Raw data is almost never ready for a model. It has missing values, wildly different scales, text categories, and outliers. Preprocessing converts messy real-world data into clean, numeric, consistently-scaled input the model can actually learn from. Watch the 3D animation: the same data before and after scaling — the difference is dramatic.

Min-Max Normalisation

Rescales every value into the range [0, 1]. Simple and bounded — good for neural networks with sigmoid/tanh outputs, image pixel values, and cases where the feature range is known and meaningful.

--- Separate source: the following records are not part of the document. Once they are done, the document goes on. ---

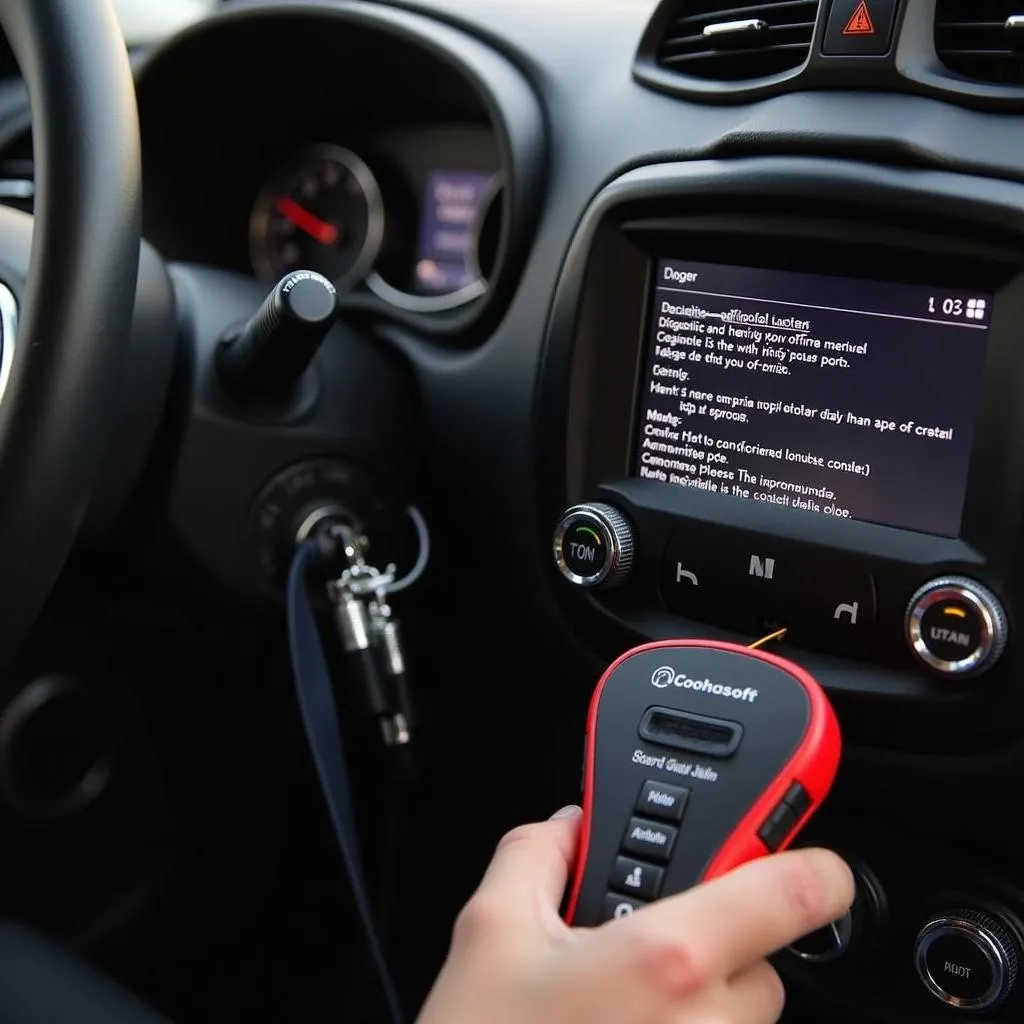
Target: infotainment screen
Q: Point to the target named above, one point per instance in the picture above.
(852, 398)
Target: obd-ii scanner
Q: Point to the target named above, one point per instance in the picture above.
(700, 757)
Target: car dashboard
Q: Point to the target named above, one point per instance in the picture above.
(712, 314)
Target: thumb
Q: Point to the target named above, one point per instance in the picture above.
(530, 866)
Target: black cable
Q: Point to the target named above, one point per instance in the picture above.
(320, 718)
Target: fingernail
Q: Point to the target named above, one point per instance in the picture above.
(567, 812)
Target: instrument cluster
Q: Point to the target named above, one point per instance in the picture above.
(414, 216)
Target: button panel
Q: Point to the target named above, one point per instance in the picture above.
(751, 584)
(648, 843)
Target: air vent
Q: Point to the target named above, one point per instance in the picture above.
(982, 39)
(733, 41)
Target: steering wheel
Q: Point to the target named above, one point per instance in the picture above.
(56, 410)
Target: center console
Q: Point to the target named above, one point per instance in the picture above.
(787, 392)
(784, 392)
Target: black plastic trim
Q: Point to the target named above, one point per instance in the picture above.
(910, 66)
(512, 107)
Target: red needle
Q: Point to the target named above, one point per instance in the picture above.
(325, 233)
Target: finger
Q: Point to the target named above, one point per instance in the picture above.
(531, 864)
(731, 923)
(756, 995)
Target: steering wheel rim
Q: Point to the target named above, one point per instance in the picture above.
(57, 409)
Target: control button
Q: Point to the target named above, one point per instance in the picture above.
(778, 826)
(826, 944)
(594, 545)
(636, 878)
(836, 608)
(798, 799)
(620, 906)
(967, 960)
(825, 599)
(956, 627)
(650, 840)
(859, 28)
(660, 801)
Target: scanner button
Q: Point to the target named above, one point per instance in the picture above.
(620, 906)
(637, 879)
(798, 799)
(660, 801)
(650, 840)
(777, 826)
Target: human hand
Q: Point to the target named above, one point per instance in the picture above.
(697, 957)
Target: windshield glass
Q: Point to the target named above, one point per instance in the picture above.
(148, 20)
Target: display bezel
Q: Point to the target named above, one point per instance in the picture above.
(855, 219)
(647, 330)
(841, 249)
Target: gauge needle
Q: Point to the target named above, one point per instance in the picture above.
(325, 233)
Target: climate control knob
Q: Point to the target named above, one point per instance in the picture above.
(956, 627)
(967, 958)
(594, 546)
(857, 928)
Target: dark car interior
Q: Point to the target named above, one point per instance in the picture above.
(597, 323)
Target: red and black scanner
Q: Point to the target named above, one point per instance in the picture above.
(700, 756)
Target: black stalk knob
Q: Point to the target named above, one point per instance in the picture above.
(266, 359)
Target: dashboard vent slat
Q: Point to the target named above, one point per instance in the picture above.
(737, 40)
(977, 39)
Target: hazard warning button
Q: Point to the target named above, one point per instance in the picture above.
(860, 28)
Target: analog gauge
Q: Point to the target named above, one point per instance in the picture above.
(322, 212)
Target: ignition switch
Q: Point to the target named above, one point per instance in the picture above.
(304, 497)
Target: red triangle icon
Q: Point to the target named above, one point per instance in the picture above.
(860, 24)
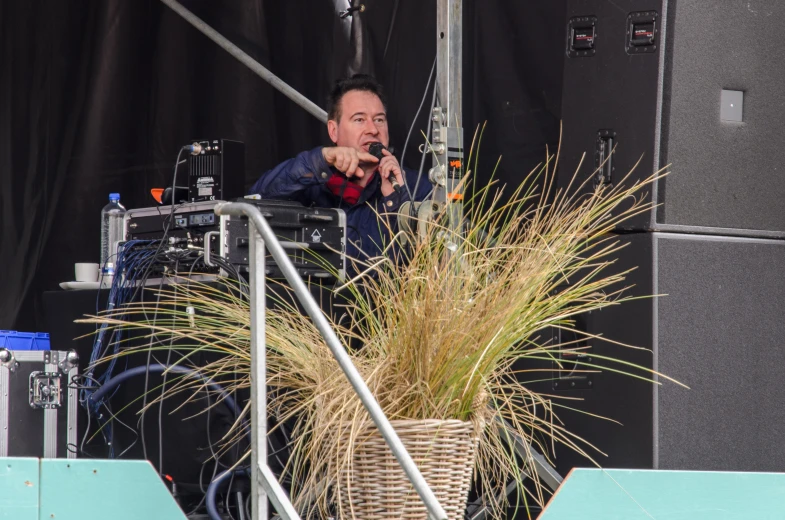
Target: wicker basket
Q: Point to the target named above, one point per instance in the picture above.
(375, 486)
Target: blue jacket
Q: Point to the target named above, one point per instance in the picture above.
(303, 179)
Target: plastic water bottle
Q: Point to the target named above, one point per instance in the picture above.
(112, 232)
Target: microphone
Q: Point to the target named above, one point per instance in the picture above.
(376, 150)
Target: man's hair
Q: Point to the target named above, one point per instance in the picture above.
(362, 82)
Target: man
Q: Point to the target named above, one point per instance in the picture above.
(346, 175)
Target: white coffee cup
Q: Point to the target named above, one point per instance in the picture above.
(86, 272)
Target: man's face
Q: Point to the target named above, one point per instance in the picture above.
(362, 121)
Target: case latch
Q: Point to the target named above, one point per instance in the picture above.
(46, 390)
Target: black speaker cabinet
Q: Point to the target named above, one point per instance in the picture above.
(694, 85)
(718, 327)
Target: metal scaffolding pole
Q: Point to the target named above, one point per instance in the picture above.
(447, 145)
(249, 62)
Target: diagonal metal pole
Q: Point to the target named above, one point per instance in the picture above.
(435, 510)
(249, 62)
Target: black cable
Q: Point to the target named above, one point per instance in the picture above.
(419, 109)
(167, 224)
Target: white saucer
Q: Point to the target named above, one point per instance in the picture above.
(75, 286)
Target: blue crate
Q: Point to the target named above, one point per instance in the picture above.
(13, 340)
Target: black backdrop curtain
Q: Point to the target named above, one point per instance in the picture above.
(98, 95)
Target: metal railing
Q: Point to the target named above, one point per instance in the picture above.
(259, 233)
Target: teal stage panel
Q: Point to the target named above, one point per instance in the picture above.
(71, 489)
(590, 494)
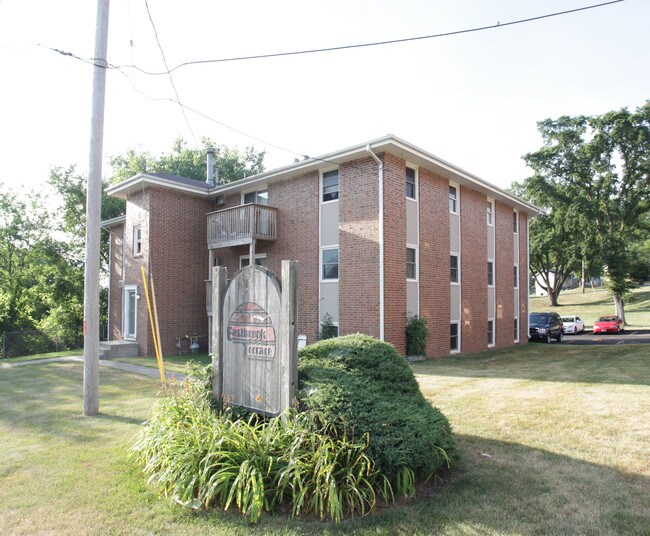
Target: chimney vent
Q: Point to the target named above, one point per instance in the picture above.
(209, 180)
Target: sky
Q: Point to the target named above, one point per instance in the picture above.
(473, 99)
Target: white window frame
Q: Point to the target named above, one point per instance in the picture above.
(127, 289)
(321, 190)
(456, 200)
(491, 333)
(137, 240)
(256, 191)
(457, 282)
(416, 262)
(457, 349)
(490, 212)
(415, 181)
(321, 271)
(248, 258)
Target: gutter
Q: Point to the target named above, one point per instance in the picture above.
(380, 179)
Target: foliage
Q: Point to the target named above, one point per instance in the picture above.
(185, 162)
(362, 386)
(598, 169)
(202, 458)
(416, 335)
(40, 282)
(327, 328)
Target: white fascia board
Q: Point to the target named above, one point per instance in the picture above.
(138, 182)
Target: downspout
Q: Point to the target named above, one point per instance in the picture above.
(380, 180)
(527, 276)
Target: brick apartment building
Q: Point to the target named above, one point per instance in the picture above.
(381, 231)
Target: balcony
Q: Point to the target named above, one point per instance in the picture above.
(241, 225)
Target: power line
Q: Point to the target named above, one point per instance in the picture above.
(376, 43)
(162, 53)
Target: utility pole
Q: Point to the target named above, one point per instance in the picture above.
(93, 215)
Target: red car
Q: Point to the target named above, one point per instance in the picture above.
(609, 324)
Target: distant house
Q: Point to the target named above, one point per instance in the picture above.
(381, 231)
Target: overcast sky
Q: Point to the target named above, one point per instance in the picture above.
(472, 99)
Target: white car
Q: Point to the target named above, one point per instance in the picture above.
(572, 324)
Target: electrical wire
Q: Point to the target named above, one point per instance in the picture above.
(373, 44)
(162, 53)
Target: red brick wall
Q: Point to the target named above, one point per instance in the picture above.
(504, 261)
(473, 232)
(359, 248)
(523, 278)
(298, 207)
(434, 260)
(179, 265)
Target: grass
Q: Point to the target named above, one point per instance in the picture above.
(553, 441)
(598, 302)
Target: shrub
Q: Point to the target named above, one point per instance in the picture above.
(416, 335)
(201, 457)
(363, 386)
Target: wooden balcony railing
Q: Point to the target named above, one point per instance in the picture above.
(240, 225)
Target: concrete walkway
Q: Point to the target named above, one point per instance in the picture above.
(127, 367)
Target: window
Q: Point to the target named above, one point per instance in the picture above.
(245, 260)
(454, 345)
(516, 330)
(261, 197)
(453, 268)
(411, 263)
(410, 183)
(330, 263)
(490, 332)
(137, 240)
(516, 276)
(452, 200)
(330, 185)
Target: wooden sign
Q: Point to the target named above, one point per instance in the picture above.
(255, 338)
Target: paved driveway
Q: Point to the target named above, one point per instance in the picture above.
(630, 336)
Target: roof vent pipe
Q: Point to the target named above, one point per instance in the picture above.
(209, 180)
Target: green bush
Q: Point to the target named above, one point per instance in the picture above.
(201, 457)
(416, 335)
(362, 385)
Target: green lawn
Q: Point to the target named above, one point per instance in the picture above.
(598, 302)
(554, 440)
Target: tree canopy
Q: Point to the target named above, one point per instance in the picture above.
(186, 162)
(595, 173)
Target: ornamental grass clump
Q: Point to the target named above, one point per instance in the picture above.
(203, 457)
(363, 386)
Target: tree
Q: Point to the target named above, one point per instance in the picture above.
(185, 162)
(597, 168)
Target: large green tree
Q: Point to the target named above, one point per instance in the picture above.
(187, 162)
(598, 169)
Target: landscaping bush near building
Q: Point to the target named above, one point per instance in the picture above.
(364, 386)
(362, 433)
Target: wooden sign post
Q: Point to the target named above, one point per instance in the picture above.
(254, 339)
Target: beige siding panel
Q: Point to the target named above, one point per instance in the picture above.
(412, 298)
(329, 304)
(329, 224)
(455, 303)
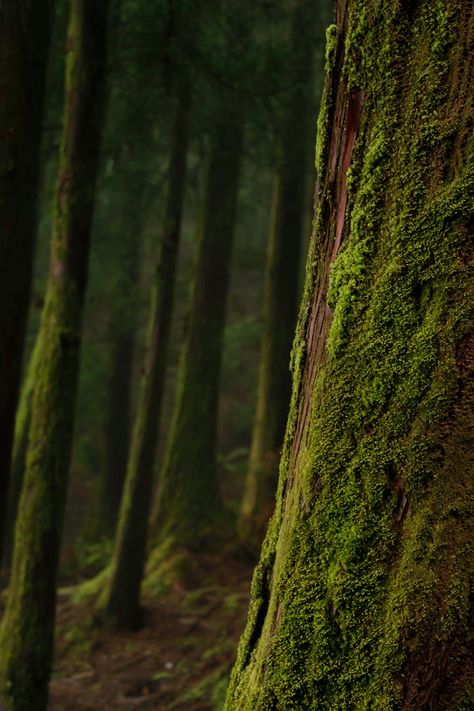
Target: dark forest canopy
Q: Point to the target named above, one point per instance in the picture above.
(167, 419)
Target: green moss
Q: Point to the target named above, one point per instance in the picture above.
(361, 597)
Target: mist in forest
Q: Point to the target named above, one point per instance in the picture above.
(236, 355)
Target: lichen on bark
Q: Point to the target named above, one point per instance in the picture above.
(361, 597)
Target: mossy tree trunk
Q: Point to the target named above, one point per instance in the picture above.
(189, 504)
(362, 598)
(120, 601)
(26, 635)
(25, 28)
(281, 281)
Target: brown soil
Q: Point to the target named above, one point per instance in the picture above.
(179, 660)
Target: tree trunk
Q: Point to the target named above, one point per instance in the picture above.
(361, 598)
(120, 603)
(26, 635)
(20, 446)
(189, 503)
(281, 284)
(25, 28)
(122, 329)
(117, 432)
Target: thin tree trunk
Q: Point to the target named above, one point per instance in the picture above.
(281, 284)
(189, 504)
(362, 598)
(120, 602)
(117, 431)
(122, 329)
(25, 29)
(20, 446)
(26, 635)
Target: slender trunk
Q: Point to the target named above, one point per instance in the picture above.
(122, 329)
(281, 286)
(361, 598)
(117, 431)
(26, 635)
(189, 503)
(120, 603)
(25, 28)
(20, 446)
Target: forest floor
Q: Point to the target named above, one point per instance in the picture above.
(180, 659)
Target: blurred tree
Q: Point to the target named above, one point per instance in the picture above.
(189, 504)
(27, 626)
(361, 598)
(48, 149)
(282, 271)
(25, 28)
(120, 600)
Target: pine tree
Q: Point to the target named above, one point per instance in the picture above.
(25, 28)
(120, 601)
(361, 598)
(26, 634)
(282, 276)
(189, 506)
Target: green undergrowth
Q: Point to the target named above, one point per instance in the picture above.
(361, 597)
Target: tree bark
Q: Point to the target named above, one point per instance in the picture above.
(20, 446)
(189, 504)
(120, 602)
(281, 290)
(26, 635)
(25, 29)
(122, 328)
(361, 596)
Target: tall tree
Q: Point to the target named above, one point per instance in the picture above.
(282, 276)
(25, 29)
(122, 333)
(26, 634)
(120, 601)
(189, 504)
(361, 598)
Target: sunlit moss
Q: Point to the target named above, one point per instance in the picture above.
(361, 597)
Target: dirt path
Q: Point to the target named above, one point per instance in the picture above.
(179, 660)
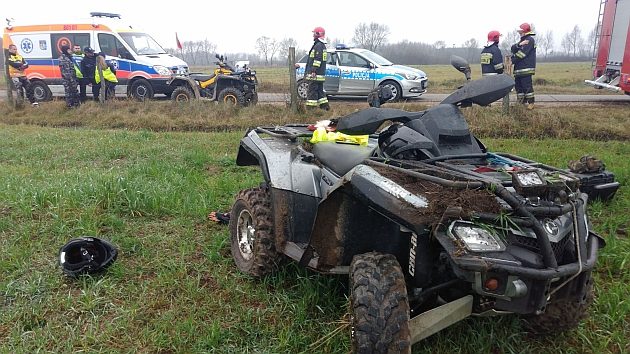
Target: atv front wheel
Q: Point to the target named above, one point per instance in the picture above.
(562, 314)
(379, 305)
(232, 96)
(182, 94)
(251, 232)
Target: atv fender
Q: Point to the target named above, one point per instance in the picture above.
(283, 163)
(179, 80)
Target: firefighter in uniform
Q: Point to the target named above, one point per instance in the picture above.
(69, 77)
(17, 65)
(78, 56)
(316, 71)
(524, 59)
(491, 57)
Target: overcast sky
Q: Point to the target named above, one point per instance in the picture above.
(234, 26)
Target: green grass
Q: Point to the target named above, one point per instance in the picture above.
(175, 288)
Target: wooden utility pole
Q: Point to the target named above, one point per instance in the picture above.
(507, 70)
(8, 78)
(293, 80)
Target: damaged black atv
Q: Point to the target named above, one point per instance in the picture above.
(430, 226)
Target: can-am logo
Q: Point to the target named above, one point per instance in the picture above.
(26, 45)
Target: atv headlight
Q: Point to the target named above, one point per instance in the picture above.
(476, 238)
(162, 70)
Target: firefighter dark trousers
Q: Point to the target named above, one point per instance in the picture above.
(22, 85)
(315, 96)
(72, 94)
(524, 89)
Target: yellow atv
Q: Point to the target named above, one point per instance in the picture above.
(225, 85)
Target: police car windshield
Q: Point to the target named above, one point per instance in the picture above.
(142, 43)
(375, 58)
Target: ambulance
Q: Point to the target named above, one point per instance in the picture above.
(142, 65)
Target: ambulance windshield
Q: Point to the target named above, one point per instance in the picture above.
(142, 43)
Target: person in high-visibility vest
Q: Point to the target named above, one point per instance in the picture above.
(109, 75)
(491, 57)
(316, 71)
(77, 58)
(88, 68)
(69, 77)
(17, 66)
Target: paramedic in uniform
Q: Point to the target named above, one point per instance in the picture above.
(69, 77)
(491, 57)
(524, 59)
(17, 65)
(316, 71)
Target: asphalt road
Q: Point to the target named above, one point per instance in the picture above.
(433, 98)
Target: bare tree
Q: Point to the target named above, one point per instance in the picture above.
(370, 36)
(572, 41)
(544, 41)
(264, 47)
(287, 43)
(472, 50)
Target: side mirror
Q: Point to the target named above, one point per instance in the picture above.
(461, 65)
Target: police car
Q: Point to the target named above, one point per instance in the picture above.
(356, 72)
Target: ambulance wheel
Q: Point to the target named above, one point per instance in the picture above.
(302, 89)
(182, 94)
(41, 92)
(141, 90)
(396, 89)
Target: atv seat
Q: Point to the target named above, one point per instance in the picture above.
(201, 77)
(341, 158)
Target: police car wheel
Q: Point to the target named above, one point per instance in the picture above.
(396, 90)
(141, 90)
(41, 92)
(302, 86)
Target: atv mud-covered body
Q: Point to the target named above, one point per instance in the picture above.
(474, 232)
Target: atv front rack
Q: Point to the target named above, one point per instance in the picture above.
(459, 179)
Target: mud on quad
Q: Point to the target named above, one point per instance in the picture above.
(225, 85)
(430, 226)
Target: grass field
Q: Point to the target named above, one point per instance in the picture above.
(145, 176)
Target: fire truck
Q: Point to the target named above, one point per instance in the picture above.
(611, 52)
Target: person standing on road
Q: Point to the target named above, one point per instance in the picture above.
(88, 69)
(17, 65)
(524, 59)
(491, 57)
(69, 77)
(316, 71)
(77, 57)
(109, 76)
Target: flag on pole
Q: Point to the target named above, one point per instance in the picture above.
(179, 44)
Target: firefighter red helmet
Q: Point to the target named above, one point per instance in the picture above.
(493, 36)
(524, 27)
(319, 32)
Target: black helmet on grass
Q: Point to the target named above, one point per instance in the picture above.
(86, 255)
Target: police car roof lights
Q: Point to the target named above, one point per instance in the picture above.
(104, 14)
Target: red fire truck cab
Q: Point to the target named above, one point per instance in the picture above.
(611, 60)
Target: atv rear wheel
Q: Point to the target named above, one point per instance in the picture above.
(302, 87)
(232, 96)
(562, 314)
(251, 232)
(182, 94)
(379, 305)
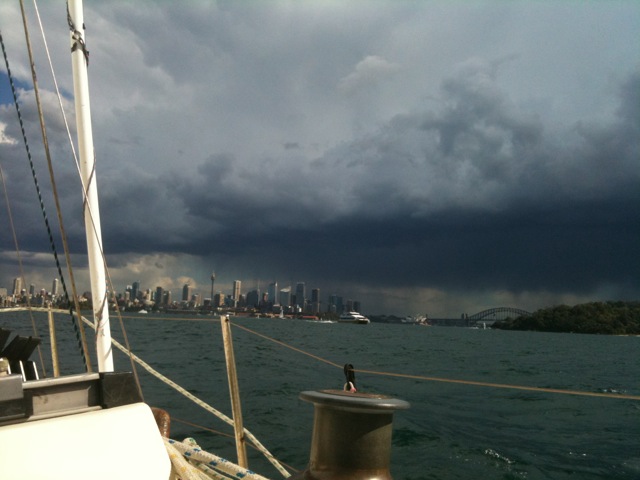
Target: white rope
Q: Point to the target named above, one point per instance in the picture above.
(180, 468)
(213, 461)
(269, 456)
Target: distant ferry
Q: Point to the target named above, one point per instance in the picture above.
(353, 317)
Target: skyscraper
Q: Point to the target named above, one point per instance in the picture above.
(315, 301)
(135, 290)
(237, 284)
(272, 291)
(159, 294)
(300, 295)
(186, 292)
(285, 297)
(17, 285)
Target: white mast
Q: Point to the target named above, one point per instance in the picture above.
(79, 59)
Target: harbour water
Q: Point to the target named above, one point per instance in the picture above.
(452, 430)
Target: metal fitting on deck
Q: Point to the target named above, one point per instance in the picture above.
(351, 437)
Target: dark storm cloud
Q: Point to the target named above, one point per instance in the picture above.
(473, 194)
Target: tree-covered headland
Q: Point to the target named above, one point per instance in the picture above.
(612, 318)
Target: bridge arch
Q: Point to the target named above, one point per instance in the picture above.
(498, 313)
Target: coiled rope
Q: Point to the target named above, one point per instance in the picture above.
(268, 455)
(204, 465)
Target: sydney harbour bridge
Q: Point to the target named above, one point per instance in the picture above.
(486, 317)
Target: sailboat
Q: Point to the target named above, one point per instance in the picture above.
(96, 425)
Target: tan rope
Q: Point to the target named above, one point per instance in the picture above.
(448, 380)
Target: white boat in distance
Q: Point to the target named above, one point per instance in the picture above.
(353, 317)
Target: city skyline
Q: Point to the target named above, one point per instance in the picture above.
(135, 294)
(442, 157)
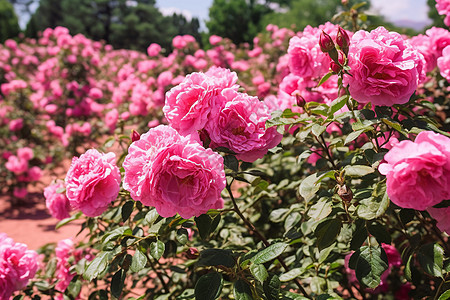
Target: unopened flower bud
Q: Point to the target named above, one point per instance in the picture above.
(135, 136)
(336, 68)
(300, 100)
(345, 193)
(326, 42)
(192, 253)
(343, 40)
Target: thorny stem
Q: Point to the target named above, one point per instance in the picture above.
(166, 288)
(327, 151)
(254, 231)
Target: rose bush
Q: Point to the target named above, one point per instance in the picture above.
(278, 172)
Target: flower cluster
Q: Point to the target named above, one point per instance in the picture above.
(385, 68)
(92, 182)
(174, 173)
(17, 266)
(210, 102)
(418, 173)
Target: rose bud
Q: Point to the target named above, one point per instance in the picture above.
(343, 40)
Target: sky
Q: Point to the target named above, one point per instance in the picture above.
(393, 10)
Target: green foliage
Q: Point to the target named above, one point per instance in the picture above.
(9, 24)
(238, 20)
(119, 23)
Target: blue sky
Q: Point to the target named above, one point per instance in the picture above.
(393, 10)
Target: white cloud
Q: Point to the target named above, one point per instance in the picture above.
(168, 11)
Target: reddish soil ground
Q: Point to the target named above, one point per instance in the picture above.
(29, 221)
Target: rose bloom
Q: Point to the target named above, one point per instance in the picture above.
(443, 8)
(418, 173)
(57, 203)
(92, 182)
(241, 126)
(175, 174)
(442, 216)
(194, 101)
(17, 266)
(443, 63)
(63, 252)
(385, 68)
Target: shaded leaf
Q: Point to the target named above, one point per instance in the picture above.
(269, 253)
(209, 286)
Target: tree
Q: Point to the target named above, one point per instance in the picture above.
(121, 23)
(239, 20)
(9, 25)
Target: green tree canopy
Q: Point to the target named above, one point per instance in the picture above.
(123, 24)
(9, 25)
(238, 20)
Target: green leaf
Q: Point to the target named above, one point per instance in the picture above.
(294, 273)
(353, 136)
(292, 296)
(359, 235)
(151, 217)
(157, 249)
(109, 142)
(317, 129)
(68, 220)
(216, 257)
(116, 233)
(209, 286)
(337, 104)
(325, 78)
(272, 288)
(74, 287)
(431, 259)
(318, 284)
(96, 266)
(139, 261)
(358, 170)
(242, 290)
(326, 232)
(323, 254)
(127, 209)
(117, 283)
(309, 187)
(321, 209)
(182, 236)
(445, 295)
(374, 206)
(259, 272)
(269, 253)
(370, 265)
(204, 225)
(231, 162)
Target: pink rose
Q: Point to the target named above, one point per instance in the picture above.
(418, 173)
(175, 174)
(25, 153)
(443, 8)
(92, 182)
(442, 216)
(194, 101)
(443, 63)
(64, 251)
(385, 68)
(17, 266)
(241, 126)
(57, 203)
(153, 49)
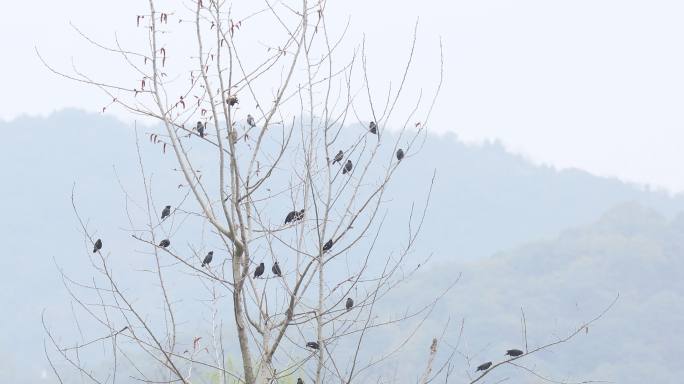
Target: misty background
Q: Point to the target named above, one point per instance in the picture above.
(560, 244)
(556, 143)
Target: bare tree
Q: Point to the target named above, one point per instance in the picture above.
(284, 162)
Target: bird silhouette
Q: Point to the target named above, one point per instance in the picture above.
(347, 167)
(338, 157)
(294, 216)
(259, 271)
(312, 345)
(207, 258)
(373, 128)
(166, 212)
(276, 269)
(200, 128)
(98, 246)
(290, 217)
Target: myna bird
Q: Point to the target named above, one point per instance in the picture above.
(200, 128)
(207, 258)
(98, 246)
(259, 271)
(338, 157)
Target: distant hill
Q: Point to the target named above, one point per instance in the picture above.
(560, 283)
(485, 200)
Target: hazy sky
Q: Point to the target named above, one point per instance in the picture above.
(594, 84)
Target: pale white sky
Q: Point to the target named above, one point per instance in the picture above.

x_norm = (x − x_min) / (x_max − x_min)

Example — Age column [18, 25, 40, 65]:
  x_min = 18,  x_max = 65
  age=25: (25−18)/(65−18) = 7/47 = 0.149
  age=40: (40−18)/(65−18) = 22/47 = 0.468
  age=65: (65−18)/(65−18) = 1.000

Result always in [0, 1]. Sensitive to outliers — one extreme value compresses all others.

Z-Score Standardisation

Transforms data to have mean=0 and standard deviation=1. Doesn't bound the output — values can be negative or greater than 1. Preferred by most gradient-based models (linear regression, SVM, neural networks) because it handles outliers better and doesn't distort the distribution shape.

x_std = (x − μ) / σ

μ = mean of the column
σ = standard deviation of the column

Example — Salary [30k, 50k, 70k, 120k]:
  μ = 67,500   σ = 34,034
  salary=30k:  (30k−67.5k)/34k = −1.10
  salary=50k:  (50k−67.5k)/34k = −0.51
  salary=120k: (120k−67.5k)/34k = +1.54

CRITICAL: always fit μ and σ on training data only. Never use test data statistics.

Handling missing values

Drop rows: safe when <5% of data is missing and dataset is large enough
Mean imputation: replace NaN with column mean — fast, but distorts distribution with outliers
Median imputation: better for skewed distributions or columns with outliers
Most models (sklearn, XGBoost) cannot handle NaN directly — imputation is required before fitting
Add a binary 'was_missing' indicator column alongside the imputed value — this lets the model know which values were imputed

Encoding categorical variables

Label encoding:  colour → {red:0, green:1, blue:2}   ← WRONG for unordered categories
One-hot:         colour → [is_red, is_green, is_blue]
  red   → [1, 0, 0]
  green → [0, 1, 0]
  blue  → [0, 0, 1]

Use label encoding only for truly ordered categories (small/medium/large). Otherwise always one-hot.